Federal Court Rules Against Flawed, Domestic-Only Consideration of Climate Costs
The U.S. District Court for the Northern District of California vacated the Bureau of Land Management's repeal of an Obama-era rule that was designed to reduce wasteful venting of methane from natural gas operations on federal lands. The court ruled in part that it was arbitrary for the Trump Administration to have reduced the estimate of the social cost of methane from $1300 per ton down to just $176 per ton by excluding from consideration any climate effect occurring outside U.S. borders. Policy Integrity has worked for years to build the case against the so-called “domestic-only” estimate of climate costs.

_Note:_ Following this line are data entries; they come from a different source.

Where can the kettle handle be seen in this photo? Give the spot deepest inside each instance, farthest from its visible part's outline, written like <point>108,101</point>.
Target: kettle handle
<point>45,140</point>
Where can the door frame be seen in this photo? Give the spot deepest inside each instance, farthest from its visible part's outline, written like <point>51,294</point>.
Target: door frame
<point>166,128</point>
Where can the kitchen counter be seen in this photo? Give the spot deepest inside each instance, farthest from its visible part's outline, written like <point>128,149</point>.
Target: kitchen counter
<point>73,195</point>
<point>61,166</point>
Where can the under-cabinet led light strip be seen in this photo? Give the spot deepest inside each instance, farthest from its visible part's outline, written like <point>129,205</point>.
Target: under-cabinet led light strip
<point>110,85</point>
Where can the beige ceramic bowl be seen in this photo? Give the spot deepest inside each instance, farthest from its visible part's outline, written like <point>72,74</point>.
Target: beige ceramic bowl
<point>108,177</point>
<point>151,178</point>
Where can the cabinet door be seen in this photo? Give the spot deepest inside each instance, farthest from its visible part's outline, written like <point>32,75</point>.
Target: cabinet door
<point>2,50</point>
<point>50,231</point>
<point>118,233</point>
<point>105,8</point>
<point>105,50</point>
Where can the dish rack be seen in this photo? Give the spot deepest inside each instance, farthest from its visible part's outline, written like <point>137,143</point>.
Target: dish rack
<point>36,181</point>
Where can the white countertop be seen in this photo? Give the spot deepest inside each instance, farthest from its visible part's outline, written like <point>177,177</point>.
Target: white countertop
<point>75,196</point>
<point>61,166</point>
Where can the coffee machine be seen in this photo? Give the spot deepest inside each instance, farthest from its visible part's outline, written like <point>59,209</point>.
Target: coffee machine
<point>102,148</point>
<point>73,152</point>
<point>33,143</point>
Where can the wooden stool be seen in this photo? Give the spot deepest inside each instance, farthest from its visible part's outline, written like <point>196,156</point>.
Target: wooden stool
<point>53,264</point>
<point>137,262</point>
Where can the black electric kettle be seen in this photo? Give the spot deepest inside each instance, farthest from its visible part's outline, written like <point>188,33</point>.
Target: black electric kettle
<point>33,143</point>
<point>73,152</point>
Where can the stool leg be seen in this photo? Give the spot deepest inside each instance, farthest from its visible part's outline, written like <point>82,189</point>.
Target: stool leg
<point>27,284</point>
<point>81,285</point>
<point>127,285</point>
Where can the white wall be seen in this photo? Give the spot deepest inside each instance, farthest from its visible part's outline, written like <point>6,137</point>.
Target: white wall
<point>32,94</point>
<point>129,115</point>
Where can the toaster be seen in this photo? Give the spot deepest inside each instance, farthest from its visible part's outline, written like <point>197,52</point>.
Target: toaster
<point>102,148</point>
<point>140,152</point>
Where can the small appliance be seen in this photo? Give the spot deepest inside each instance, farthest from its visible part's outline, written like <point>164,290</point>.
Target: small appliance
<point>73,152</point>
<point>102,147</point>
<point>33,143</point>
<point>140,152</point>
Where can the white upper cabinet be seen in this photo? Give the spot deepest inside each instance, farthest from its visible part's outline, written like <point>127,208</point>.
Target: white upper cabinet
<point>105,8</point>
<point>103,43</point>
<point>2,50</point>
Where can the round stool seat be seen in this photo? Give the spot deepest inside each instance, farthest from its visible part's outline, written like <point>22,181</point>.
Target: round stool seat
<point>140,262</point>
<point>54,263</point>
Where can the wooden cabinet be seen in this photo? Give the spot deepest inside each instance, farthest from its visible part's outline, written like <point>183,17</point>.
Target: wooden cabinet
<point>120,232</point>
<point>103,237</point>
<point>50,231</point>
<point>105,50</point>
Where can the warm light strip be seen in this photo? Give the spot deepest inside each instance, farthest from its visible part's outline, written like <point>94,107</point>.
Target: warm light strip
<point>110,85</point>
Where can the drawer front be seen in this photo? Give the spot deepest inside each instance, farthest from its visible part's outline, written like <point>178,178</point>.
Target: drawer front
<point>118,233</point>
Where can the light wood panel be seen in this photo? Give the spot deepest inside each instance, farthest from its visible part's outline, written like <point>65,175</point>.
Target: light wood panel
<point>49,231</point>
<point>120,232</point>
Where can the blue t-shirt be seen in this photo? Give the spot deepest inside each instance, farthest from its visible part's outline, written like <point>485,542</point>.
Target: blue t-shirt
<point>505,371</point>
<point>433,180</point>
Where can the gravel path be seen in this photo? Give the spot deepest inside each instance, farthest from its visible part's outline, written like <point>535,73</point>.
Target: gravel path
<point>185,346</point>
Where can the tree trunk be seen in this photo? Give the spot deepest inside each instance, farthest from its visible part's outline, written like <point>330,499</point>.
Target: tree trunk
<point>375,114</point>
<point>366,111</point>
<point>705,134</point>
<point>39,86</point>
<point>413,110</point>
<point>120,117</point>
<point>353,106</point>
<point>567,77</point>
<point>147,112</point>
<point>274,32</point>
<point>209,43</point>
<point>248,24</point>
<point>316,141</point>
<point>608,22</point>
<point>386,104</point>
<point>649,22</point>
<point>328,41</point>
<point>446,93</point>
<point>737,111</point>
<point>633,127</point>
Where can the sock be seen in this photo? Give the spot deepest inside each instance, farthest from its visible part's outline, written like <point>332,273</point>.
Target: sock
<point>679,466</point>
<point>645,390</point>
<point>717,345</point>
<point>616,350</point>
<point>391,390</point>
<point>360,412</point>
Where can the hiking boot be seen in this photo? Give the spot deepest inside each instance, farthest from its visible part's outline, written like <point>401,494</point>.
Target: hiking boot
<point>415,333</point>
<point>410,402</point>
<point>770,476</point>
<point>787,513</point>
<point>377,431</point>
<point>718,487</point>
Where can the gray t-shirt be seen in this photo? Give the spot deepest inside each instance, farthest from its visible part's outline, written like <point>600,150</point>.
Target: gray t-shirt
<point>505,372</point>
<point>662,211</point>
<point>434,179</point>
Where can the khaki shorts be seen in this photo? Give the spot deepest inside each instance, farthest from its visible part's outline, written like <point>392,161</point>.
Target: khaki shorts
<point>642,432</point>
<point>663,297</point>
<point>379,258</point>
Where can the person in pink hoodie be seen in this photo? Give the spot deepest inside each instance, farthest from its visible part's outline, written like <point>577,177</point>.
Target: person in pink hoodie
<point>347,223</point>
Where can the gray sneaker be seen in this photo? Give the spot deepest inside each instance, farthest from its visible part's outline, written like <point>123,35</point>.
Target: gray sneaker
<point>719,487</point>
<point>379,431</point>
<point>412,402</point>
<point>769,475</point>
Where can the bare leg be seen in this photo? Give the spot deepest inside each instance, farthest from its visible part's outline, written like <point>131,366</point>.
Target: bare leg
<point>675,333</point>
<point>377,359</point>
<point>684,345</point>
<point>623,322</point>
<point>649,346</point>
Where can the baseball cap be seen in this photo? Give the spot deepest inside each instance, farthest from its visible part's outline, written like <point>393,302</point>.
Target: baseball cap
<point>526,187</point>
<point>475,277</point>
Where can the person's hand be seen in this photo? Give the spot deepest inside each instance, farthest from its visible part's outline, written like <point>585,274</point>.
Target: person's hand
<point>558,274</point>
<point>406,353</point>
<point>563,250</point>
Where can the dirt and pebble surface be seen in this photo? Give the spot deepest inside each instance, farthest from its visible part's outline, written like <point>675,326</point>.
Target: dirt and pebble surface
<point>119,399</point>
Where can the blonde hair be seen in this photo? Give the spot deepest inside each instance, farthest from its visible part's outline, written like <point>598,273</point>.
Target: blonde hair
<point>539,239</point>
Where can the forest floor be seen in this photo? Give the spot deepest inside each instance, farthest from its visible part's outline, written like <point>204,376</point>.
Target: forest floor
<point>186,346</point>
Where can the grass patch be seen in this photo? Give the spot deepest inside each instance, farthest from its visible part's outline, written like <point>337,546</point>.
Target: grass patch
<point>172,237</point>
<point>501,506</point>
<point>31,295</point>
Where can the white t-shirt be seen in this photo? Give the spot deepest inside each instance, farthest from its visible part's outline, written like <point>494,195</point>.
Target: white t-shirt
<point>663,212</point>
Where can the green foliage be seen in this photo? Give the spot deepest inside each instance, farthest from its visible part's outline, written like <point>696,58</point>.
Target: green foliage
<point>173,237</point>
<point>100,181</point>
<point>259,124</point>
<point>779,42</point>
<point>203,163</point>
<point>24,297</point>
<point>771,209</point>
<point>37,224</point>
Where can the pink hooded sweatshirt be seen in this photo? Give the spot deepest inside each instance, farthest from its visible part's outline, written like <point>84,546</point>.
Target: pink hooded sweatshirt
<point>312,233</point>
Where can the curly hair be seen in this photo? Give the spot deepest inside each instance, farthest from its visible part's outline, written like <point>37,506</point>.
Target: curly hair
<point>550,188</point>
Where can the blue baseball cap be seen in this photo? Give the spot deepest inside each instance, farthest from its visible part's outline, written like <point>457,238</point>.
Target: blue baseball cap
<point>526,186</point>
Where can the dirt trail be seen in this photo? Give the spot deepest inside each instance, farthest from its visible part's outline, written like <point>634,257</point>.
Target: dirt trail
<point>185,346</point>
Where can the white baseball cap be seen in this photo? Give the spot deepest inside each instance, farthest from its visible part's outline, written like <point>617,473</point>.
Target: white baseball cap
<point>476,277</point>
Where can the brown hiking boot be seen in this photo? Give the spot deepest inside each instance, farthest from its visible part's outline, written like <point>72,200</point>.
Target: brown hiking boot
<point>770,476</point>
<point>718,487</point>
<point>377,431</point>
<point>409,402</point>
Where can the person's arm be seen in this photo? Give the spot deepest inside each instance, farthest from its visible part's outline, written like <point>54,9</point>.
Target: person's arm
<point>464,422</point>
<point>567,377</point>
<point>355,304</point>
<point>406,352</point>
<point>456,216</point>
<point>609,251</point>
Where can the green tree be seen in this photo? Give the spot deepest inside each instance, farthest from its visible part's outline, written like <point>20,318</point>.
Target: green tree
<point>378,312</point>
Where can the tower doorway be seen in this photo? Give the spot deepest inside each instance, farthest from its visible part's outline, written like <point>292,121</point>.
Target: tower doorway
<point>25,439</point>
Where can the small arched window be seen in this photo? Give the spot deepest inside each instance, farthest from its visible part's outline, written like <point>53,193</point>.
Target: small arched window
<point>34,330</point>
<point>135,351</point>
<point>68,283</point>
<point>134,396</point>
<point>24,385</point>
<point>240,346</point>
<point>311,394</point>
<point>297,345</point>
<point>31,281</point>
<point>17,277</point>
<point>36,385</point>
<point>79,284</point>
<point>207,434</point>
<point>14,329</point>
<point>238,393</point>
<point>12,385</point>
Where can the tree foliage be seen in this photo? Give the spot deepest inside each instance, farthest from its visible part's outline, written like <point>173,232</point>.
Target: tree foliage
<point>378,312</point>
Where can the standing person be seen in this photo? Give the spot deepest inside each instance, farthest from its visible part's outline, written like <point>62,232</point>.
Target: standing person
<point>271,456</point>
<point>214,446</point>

We’ve argued in public comments, academic articles, and reports that the “domestic-only” estimates in fact fail to consider the climate costs to U.S. businesses that own assets or trade outside our borders, to U.S. citizens and military that live and work outside our borders, to effects like climate-induced migration that will spill back across our borders, and to geopolitical security. These arguments comprised our amicus brief in the Northern District of California—and ultimately made their way into the court’s recent ruling. Now, all federal agencies should be on notice that their deregulatory efforts that rely on an arbitrary “domestic-only” estimate of climate costs—including the repeal of the motor vehicle efficiency standards—are legally vulnerable.